2. How does the product learn?
AI and ML is able to learn over time and improve as a result. Your product needs to have feedback loops built into it so that it can improve over time. If you can’t point to where this happens in your product, then you’re not taking advantage of the data being collected and are likely not using AI.
3. What is the cost of an error?
In the case of fraud detection, the cost can be quite high... But it’s low enough that we trust algorithms to do it. In the case of medical diagnostics, the cost of error is high enough that humans are still required to review any final decisions or recommendations. Knowing what the costs associated with an error are is critical in determining how much you are willing to “outsource” to an intelligent algorithm.
It’s also important to understand which errors are costly and which are not. For example, a false positive (i.e., an error where we incorrectly say ‘yes’) in medical diagnostics could lead to further tests, so this could be an acceptable error. A false negative (i.e., where we incorrectly say ‘no’) could mean a person with a disease is classified as healthy and the disease goes undetected. In this case, a false negative error is more important to avoid than a false positive error.
4. What is the minimum algorithmic performance?
Related to the above, it’s important to know how this cost/benefit structure impacts your ability to use or trust an algorithm. The algorithmic threshold for product recommenders is low (we don’t buy most of the products we are recommended!), but that’s because the cost of error is also low (it costs almost nothing to make a recommendation) so it’s fine to automate this. The cost of error is unacceptable with medical diagnostics, so we still don’t have a good way to outsource this fully.
As you design your ML-driven product, ask yourself how well your algorithms need to perform – and whether it’s realistic to actually build a model that does as well as you need it to perform.
We often meet product teams working on ML-driven products that require such a level of accuracy or model performance that it’s actually impossible to delegate the product experience to AI and ML algorithms. You want to avoid this mistake at all costs.
5. How does the algorithm get communicated to the end user?
While UX in AI is a complex subfield, a key question for any ML product manager is how the algorithm’s decisions get communicated, and whether they need to be explained to the user.

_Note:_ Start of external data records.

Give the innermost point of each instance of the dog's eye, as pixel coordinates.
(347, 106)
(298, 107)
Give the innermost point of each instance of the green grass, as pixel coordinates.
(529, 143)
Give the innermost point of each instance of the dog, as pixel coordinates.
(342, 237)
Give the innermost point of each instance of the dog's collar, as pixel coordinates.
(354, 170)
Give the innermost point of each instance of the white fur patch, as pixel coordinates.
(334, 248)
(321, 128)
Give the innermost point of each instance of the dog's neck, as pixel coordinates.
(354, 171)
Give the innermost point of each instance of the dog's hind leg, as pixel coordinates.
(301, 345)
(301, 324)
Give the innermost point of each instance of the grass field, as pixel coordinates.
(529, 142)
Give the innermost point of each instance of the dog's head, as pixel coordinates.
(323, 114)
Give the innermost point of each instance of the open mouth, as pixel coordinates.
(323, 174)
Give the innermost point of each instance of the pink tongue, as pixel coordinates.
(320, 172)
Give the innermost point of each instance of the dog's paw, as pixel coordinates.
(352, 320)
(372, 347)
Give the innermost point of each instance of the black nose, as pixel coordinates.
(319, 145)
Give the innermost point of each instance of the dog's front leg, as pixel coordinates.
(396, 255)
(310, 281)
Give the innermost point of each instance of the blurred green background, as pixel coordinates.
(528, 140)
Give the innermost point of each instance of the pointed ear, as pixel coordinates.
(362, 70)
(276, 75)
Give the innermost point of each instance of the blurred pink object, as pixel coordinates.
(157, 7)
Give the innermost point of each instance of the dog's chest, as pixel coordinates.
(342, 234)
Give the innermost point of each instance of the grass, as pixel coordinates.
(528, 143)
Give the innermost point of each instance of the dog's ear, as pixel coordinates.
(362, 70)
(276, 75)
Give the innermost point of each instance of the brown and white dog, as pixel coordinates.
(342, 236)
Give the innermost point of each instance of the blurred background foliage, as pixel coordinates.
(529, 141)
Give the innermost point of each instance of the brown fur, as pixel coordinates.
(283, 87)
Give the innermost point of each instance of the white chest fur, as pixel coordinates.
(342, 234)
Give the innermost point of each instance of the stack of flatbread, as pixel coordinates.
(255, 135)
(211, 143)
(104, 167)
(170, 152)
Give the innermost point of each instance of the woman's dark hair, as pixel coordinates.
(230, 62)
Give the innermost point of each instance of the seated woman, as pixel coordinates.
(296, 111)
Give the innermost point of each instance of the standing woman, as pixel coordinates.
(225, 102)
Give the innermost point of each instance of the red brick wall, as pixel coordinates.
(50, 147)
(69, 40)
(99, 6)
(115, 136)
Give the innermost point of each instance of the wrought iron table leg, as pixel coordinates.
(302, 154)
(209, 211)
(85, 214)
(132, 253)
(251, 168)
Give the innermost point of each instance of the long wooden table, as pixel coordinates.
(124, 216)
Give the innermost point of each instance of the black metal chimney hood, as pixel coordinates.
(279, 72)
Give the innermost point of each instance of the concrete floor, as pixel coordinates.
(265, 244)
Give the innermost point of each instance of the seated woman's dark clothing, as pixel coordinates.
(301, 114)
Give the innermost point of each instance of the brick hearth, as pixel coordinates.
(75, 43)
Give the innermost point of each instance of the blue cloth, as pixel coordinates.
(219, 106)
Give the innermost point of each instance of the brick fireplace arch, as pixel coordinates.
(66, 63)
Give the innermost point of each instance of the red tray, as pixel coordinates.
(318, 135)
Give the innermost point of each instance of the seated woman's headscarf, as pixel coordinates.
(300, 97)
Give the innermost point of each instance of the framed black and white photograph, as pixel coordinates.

To use our earlier examples, something like a fraud detection model typically doesn’t need to explain itself as the user has little recourse during a transaction anyway; they will have to call a bank or customer service phone line either way. The same goes for product recommendations, where the cost of error is so low that users rarely care.
Contrast this to an analytics product where an algorithm tells you that a gender is correlated with fraud – now this needs to be explained and a user won’t be able to do much without an explanation and clear illustrations of why the algorithm is deciding this.
Algorithmic decisions come with scrutiny that human decisions often avoid. Users interacting with a system and getting an unexpected or negative result will want to know what happened or why. The UX manager or product manager on the team needs to consider how these results will get communicated or clarified to users.
This is by no means a comprehensive set of requirements, but a good starting point to think about when building ML-driven products. Such products are exciting as they represent a completely new way of designing and building things. They come with their own challenges but are well worth the effort, given the promise they hold.